The Event Capture 0 Control Register (EC0CTRL) determines the input source for the event, the desired signal edge and the maximum number of timestamps that can be stored before overflow; these parameters can only be changed while the time stamper is disabled. This register is used to start and stop the time stamper, as can also be used to reset a time stamper without completely stopping it. The other capture units have their own control registers (EC1CTRL, EC2CTRL and EC3CTRL).

The common registers indicate the status of all of the event capture units. A read of the Event Capture Read Status Register (ECRDSTS) will report the number of valid timestamps stored and any overflow conditions; but it will also update all of the event capture registers that follow. These following registers will hold their values until the next time ECRDSTS is read. This enables a consistent view of the timestamps across many SPI clock cycles. All time stampers will continue to capture new time stamps as long as there is storage available even though these interface registers are not updated.

After the ECRDSTS, the next register is Event Capture Total Counts Register (ECTOT). This contains an 8‑bit running count of the number of captured timestamps. These values roll over from 255 to 0.

The next three registers, Event Capture Clock Seconds High (ECCLKSH), Event Capture Clock Seconds Low (ECCLKSL), and Event Capture Clock Nanoseconds (ECLKNS), together contain the clock time stored in the MAC Timestamp Unit. In a IEEE 802.1AS, or similar, synchronized system, this clock will be synchronized to the network clock. The value is captured at the time ECRDSTS is read, and is stored with 48 bits for seconds and 30 bits for nanoseconds. This value can be combined with the captured time stamps below to determine the exact network time for any particular time stamp.

There are 16 total timestamp storage registers available; an active event capture unit shall use at least one, and the total configured by use for all four units shall not exceed 16. For event capture unit n, these are configured using the MAX field of the Event Capture n Control (ECnCTRL) register. The registers occupied by event capture unit 0, if used, will start with ECRDTS0, then those used by unit 1 and so on. Figure 4-7 illustrates an example where event capture unit 0 is configured to use two registers, while unit 1 will use 10 registers and unit 3 will use three registers. Unit 2 has no registers and therefore shall never be enabled. To avoid loss of data in this shared resource, the MAX field of any ECnCTRL register should only be changed if all time stampers are disabled.

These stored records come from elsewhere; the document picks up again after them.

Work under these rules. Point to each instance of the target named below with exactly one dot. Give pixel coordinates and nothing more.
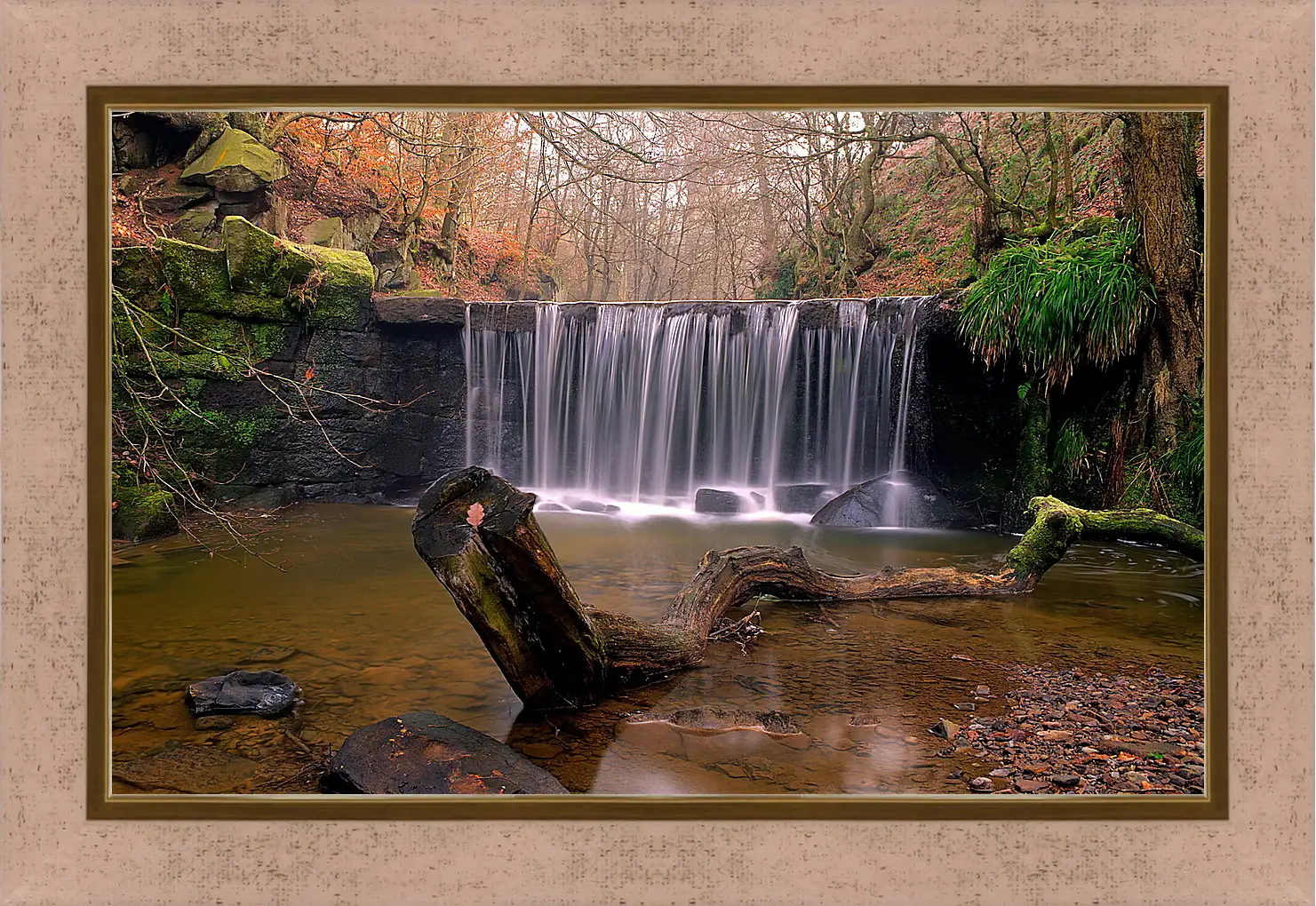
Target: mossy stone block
(339, 290)
(259, 262)
(251, 339)
(235, 162)
(136, 273)
(197, 276)
(324, 232)
(142, 512)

When reading out this memory space, the MAX field of ECnCTRL contains the number of registers used for event capture unit n, while the ECnCT field of ECRDSTS contains the actual number of valid time stamps currently stored for that unit. If a given event capture unit has more than one read register in use, the oldest timestamp will be at the lowest address. Any registers that do not contain valid timestamps will contain the value 0xFFFF_FFFF. An example is shown in Figure 4-8, where unit 0 has a maximum of two timestamps, unit 2 has a maximum of four timestamps and unit 3 can have up to three timestamps. When ECRDSTS was read, it indicated a count of 1 timestamp for unit 0, so ECRDTS0 contains a timestamp and ECRDTS1 contains 0xFFFF_FFFF. There are 2 timestamps from unit 2, so the oldest is in ECRDTS2 and the newer one is in ECRDTS3, with 2 invalid registers following. There are 3 timestamps from unit 3, which use register ECRDTS6‑8, with the oldest in ECRDTS8. If one more timestamp is captured before EDRDTS6 is read, there will be an overflow condition and the new timestamp will not be saved.

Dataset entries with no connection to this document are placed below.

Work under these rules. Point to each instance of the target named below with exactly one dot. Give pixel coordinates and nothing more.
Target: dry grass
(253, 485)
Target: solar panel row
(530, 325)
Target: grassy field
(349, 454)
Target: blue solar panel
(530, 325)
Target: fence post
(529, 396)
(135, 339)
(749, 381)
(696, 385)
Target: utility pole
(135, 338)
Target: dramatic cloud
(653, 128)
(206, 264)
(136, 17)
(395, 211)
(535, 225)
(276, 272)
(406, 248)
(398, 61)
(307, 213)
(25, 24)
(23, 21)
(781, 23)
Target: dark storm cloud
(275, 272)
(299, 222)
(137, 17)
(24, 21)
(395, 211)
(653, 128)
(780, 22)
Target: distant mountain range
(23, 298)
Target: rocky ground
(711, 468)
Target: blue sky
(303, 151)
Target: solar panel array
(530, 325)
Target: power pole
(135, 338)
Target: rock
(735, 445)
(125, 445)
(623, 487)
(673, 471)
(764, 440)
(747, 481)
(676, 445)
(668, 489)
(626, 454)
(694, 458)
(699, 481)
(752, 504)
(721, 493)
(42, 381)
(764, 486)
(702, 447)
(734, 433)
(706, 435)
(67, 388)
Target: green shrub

When capture unit 0 captures a timestamp and has data available, the Event Capture 0 Data Available (EC0DA) bit in the Synchronization Event Status Register (SEVSTS), will be set. Should unit 0 be unable to save a timestamp due to an overflow, it will set the Event Capture 0 Overflow (EC0OF) bit in SEVSTS. There are Event Capture Data Available and Overflow bits for each of the other capture units also located in the SEVSTS register.